Salting and stretching a password

This post will look at a progression of ways to store passwords, from naive to sophisticated.

Most naive: clear text

Storing passwords in plain text is least secure thing a server could do. If this list is leaked, someone knows all the passwords with no effort.

Better: hash values

A better approach would be to run passwords through a secure hash function before storing them. The server would never store a password per se, only its hashed value. When someone enters a password, the server would check whether the hash of the password matches the stored hashed value. If the list of hashed values is leaked, it will take some effort to recover the original passwords, though maybe not much effort, as I wrote about in my previous post.

Better still: add salt

The next step in sophistication is to append a random value, called a salt, to the password before applying the hash function. The server would store each user’s salt value and the hash of the password with the salt added.

Now if the user has a naive password like “qwerty” you couldn’t crack the password by doing a simple Google search. You can find the hash value of “qwerty” by searching, but not the hash value of qwerty + random salt, because although the former is common the latter is probably unique. You could still crack the password if the hash is insecure, but it would take a little effort.

Better still: key stretching

Suppose an attacker has a list of salt values and corresponding hash values for salt + password. They could guess passwords, hashing each with a salt value, to see if any hash values match. They would start with the most common passwords and probably get some matches.

Key stretching is a way to make this brute force search more time consuming by requiring repeated hashing.

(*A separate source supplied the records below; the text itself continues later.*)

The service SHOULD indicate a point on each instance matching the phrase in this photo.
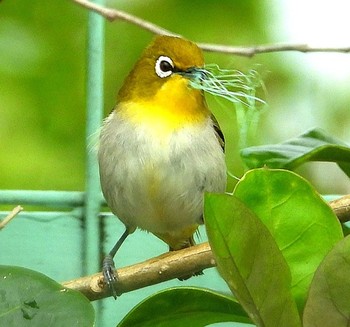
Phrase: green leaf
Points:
(184, 306)
(301, 222)
(314, 145)
(250, 261)
(328, 303)
(28, 298)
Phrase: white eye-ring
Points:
(164, 66)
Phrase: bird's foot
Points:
(109, 274)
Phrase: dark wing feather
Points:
(218, 133)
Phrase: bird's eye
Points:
(164, 66)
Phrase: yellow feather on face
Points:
(158, 149)
(173, 106)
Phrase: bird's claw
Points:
(109, 275)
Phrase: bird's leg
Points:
(108, 267)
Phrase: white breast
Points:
(158, 184)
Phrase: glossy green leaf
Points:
(28, 298)
(314, 145)
(303, 225)
(184, 306)
(328, 303)
(250, 262)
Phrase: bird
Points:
(160, 148)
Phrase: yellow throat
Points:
(160, 96)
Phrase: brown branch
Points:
(169, 265)
(259, 49)
(153, 271)
(15, 211)
(114, 14)
(341, 208)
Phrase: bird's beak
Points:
(194, 74)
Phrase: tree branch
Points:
(152, 271)
(341, 208)
(168, 266)
(114, 14)
(15, 211)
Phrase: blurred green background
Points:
(42, 87)
(42, 77)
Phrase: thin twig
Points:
(341, 208)
(152, 271)
(114, 14)
(168, 266)
(15, 211)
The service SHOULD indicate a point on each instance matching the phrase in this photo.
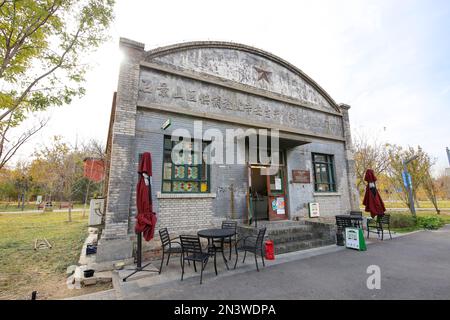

In the following stretching algorithm, p is the password, s is the salt, h is the hash function, and || means string concatenation.

$\begin{align*} x_0 &= \phi \\ x_i &= h(x_{i-1} || p || s) \mbox{ for i = 1, \ldots, }r \\ K &= x_r \end{align*}$

Now the time required to test each password has been multiplied by r. The idea is to pick a value of r that is affordable for legitimate use but expensive for attacks.

10 thoughts on “Salting and stretching a password”

Diego

25 January 2019 at 22:57

Next step in sophistication is to avoid sending the plaintext password to the server altogether, by using a protocol like OPAQUE. See https://blog.cryptographyengineering.com/2018/10/19/lets-talk-about-pake/

Joe Taber

26 January 2019 at 01:18

This key stretching algorithm has an unfortunate runtime complexity of O(|p| * r) which forces websites to artificially limit password length to avoid ddos / very slow hashing. There’s no other real reason to limit password length except network bandwidth, and even that could easily allow passwords of 10k+ characters without issue.

So I propose a new algorithm:
x[0] = h(theta||p||s), x[n] = h(x[n-1]||s) for i from 1 to r.

I.e. the password is only read once to initialize the hash, and then it’s iterated without the password again. This changes the complexity to O(|p| + r), and makes the iteration time constant for any length password (and thus easier to tune prececely). This is much more reasonable from a performance perspective and should allow for much larger passwords.

As far as I can tell this should have the same security as the “normal” algorithm but with a significant algorithmic complexity improvement. Is there something that I’m not seeing? Perhaps a security trade-off? (If there’s a worry about “losing” entropy from the password over repeated iterations, you could add one more round with p: K = h(x[r]||p||s), which doesn’t change the better complexity).

Dave Pawson

26 January 2019 at 02:42

But for me, a password is seldom enough? With 100+ logins, I often need 5 or 6 pieces of information? I store them (plain text) as
key:{key:value [,key:value]*}
e.g. url: , login: , mmn: etc.

Could this be used for a more practical approach? I’d be interested.

John

26 January 2019 at 08:09

@Dave: An individual could do things that wouldn’t be practical for a server. You might consider a password manager or a YubiKey.

@Joe: I don’t think password length matters because password lengths will be less than hash lengths. Hardly anybody would use a 256-bit password, for example.

Steve

26 January 2019 at 09:08

Is this true?
“Now the time required to test each password has been multiplied by r. ”
As an attacker, I don’t know how many iterations you’ve used (r). Therefore I need to pick a test password and either iterate until I get a match (which may never happen if that password isn’t in the list,) or give up after some predetermined number of iterations. If that number is be less than r, I miss when I should have hit.
Also, I could make this harder by using a list of salts s_i; i = 1,…n and making each iteration
x_i+1 = h(x_i || p || s_i) i = 1,…,r
Now as an attacker, I need to know all the salts and the correct order in which to apply them, which multiplies the attack cost by s! at no additional encryption cost.

Steve

26 January 2019 at 09:10

* said s!, meant n!

John

26 January 2019 at 09:25

I’ve implicitly assumed that the attacker knows r. In practice they may or may not. Kerckhoff’s principle would say that it’s safest to assume any fixed parameters such as r are known.

Joe Taber

27 January 2019 at 00:05

@John: If you use a password generator you can get lots of entropy in 32 bytes, but most people should use passphrases — which are much better than passwords for real people — (and much less entropy dense) then suddenly 32 bytes start to seem very restrictive. 32 bytes is just a couple words and an ok-ish passphrase. I hate running up against these kinds of arbitrary password length limits, and I don’t like the idea of restricting the way a user of my service is allowed to secure themselves — who am I to say your scheme of typing a unique little story as your password is “wrong”? I would prefer the limit to be based on something *real*, like bandwidth or memory limits, UX reasons, or security reasons, not “I chose a bad algorithm so I have to punish my users with the consequences.”

Glenn Vanderburg

28 January 2019 at 08:39

From this post I deduce that you type on Dvorak or some other alternative keyboard layout, for how else does one misspell “qwerty”?

John

28 January 2019 at 08:46

Dvorak is so mainstream. I use my own artisanal keyboard layout. :)

Comments are closed.